The planner can now “skip” through the index, jumping across unique values of the leading column (store_id) to find matching values in the secondary columns.
Before vs. After
- PostgreSQL 17: A query filtering only on the second column often triggered a
Parallel Seq Scan, reading thousands of buffers unnecessarily. - PostgreSQL 18: The same query now uses an
Index Scan, drastically reducing buffer reads and execution time (in some test cases, reducing execution time from ~500ms to ~200ms).
3. Native UUIDv7 Support
For years, developers have debated using UUIDs as Primary Keys. The standard UUIDv4 is fully random, which causes massive fragmentation in B-Tree indexes and hurts insert performance.
PostgreSQL 18 introduces the uuidv7() function natively.
Why UUIDv7?
- Time-Ordered: It includes a 48-bit timestamp at the beginning. This means new IDs are appended to the end of the index, keeping your B-Trees healthy and compact.
- No External Libraries: You no longer need client-side libraries to generate sortable UUIDs; the database handles it for you.
SELECT uuidv7();
-- Generates a time-ordered UUID
4. RETURNING OLD and NEW Values
This is a massive quality-of-life improvement for developers working on Audit Logs or Change Data Capture (CDC) systems.
Previously, if you wanted to capture the state before an update and the state after an update in a single query, you had to perform complex self-joins. PostgreSQL 18 allows you to reference OLD and NEW tables directly in the RETURNING clause of INSERT, UPDATE, DELETE, and MERGE statements.
The New Syntax
UPDATE inventory
SET quantity = 300
WHERE id = 5
RETURNING
product_name,
OLD.quantity AS previous_qty,
NEW.quantity AS current_qty;
This makes your application code cleaner and reduces the database load by removing the need for extra lookups.
5. Temporal Constraints (WITHOUT OVERLAPS)

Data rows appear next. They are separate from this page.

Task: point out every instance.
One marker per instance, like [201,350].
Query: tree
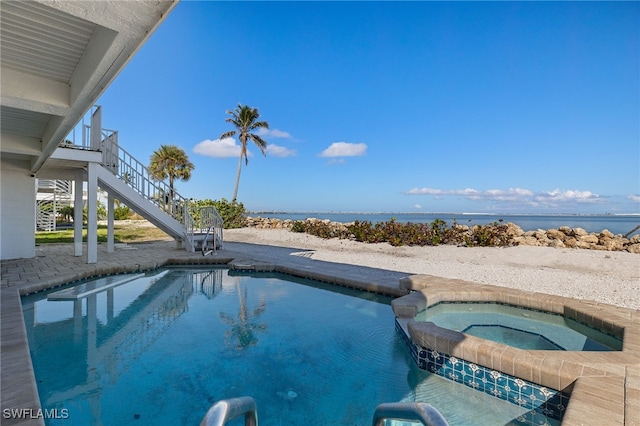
[245,119]
[170,161]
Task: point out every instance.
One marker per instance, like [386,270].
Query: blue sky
[498,107]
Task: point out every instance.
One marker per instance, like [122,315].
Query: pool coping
[606,393]
[604,386]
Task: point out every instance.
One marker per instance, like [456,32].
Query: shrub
[121,213]
[233,213]
[412,234]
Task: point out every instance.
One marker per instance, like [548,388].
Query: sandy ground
[608,277]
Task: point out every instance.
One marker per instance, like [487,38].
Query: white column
[77,214]
[92,212]
[110,214]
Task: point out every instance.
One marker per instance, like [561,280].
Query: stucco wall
[18,218]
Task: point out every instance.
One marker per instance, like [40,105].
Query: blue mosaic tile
[541,401]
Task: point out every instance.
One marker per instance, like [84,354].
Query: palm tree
[244,118]
[170,161]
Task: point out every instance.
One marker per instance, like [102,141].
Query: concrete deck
[56,265]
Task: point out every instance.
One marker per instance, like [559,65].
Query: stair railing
[136,175]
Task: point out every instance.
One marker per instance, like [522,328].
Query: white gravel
[602,276]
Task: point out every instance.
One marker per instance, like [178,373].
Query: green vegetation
[123,233]
[244,118]
[233,213]
[411,234]
[170,161]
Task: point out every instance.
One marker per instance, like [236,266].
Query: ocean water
[618,224]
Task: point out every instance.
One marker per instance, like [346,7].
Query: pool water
[161,348]
[519,327]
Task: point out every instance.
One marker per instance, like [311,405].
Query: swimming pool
[161,348]
[519,327]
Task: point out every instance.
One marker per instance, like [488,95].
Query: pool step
[96,286]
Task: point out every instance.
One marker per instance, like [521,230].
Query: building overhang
[56,59]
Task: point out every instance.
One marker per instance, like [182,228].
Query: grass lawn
[123,233]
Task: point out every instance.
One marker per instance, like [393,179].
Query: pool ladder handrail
[422,412]
[227,409]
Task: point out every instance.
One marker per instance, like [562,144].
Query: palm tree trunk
[235,191]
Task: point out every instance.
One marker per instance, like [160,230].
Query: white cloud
[559,196]
[224,148]
[273,133]
[345,149]
[515,195]
[474,194]
[280,151]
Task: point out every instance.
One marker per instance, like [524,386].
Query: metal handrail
[227,409]
[409,411]
[210,220]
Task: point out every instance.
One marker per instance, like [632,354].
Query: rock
[584,244]
[634,248]
[570,242]
[588,238]
[612,244]
[565,230]
[526,240]
[556,234]
[578,232]
[556,243]
[606,234]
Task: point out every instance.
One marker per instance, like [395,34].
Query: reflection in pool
[161,348]
[519,327]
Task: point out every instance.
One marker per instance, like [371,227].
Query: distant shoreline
[277,212]
[616,223]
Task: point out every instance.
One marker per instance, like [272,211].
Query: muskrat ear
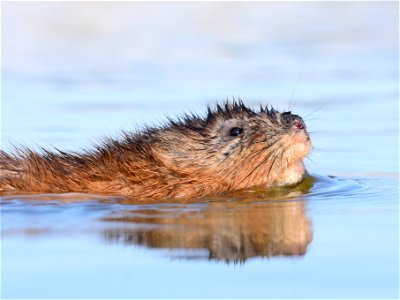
[235,131]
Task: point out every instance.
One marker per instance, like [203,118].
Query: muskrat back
[233,147]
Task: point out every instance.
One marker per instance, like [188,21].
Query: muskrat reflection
[230,232]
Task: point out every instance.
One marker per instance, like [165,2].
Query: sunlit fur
[190,156]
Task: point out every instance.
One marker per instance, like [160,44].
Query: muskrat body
[233,147]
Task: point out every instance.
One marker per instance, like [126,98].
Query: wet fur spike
[232,147]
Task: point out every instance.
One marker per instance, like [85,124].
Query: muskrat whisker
[317,109]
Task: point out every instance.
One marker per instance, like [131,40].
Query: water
[73,72]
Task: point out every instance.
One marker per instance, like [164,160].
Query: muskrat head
[239,146]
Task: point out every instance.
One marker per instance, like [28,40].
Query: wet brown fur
[191,156]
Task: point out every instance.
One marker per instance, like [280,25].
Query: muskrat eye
[235,131]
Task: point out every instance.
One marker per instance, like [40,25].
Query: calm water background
[74,72]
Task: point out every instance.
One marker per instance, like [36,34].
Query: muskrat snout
[298,124]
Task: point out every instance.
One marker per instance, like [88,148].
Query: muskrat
[233,147]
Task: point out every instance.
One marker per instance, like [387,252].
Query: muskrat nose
[298,124]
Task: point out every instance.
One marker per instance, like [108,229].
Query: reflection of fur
[191,157]
[234,232]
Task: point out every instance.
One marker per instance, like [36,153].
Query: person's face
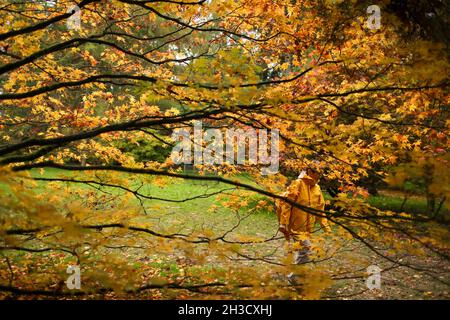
[313,174]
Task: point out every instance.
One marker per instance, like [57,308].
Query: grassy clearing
[208,215]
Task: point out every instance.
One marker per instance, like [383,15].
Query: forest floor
[397,282]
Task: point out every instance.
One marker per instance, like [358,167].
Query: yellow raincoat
[297,221]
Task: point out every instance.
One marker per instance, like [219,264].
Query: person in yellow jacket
[296,223]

Handling reservations (e.g., hotel rooms, meeting slots) is a classic database problem. Ensuring that “Room 101 isn’t booked twice at the same time” usually required installing the btree_gist extension and writing complex EXCLUDE constraints.
PostgreSQL 18 adds SQL-standard support for temporal uniqueness using the WITHOUT OVERLAPS clause.
The Cleaner Way
CREATE TABLE reservations (
room_id INTEGER,
booking_period DATERANGE,
-- Prevent overlapping bookings for the same room
UNIQUE (room_id, booking_period WITHOUT OVERLAPS)
);
If you try to insert a range that overlaps with an existing one, PostgreSQL will now throw a standard unique constraint violation. No extra extensions required.
Bonus: Smoother Upgrades with pg_upgrade
A major pain point for DBAs has been the performance dip immediately after a major version upgrade because the database statistics (which help the planner choose efficient routes) were lost.
PostgreSQL 18 changes this. pg_upgrade now preserves optimizer statistics during the upgrade process. This means your production database will perform optimally the moment it comes back online, without waiting for a lengthy ANALYZE operation to finish.
Final Thoughts
PostgreSQL 18 continues the tradition of delivering robust, developer-centric features. Whether it’s the raw power of Asynchronous I/O, the intelligence of Skip Scans, or the elegance of Temporal Constraints, this release provides compelling reasons to start planning your upgrade path.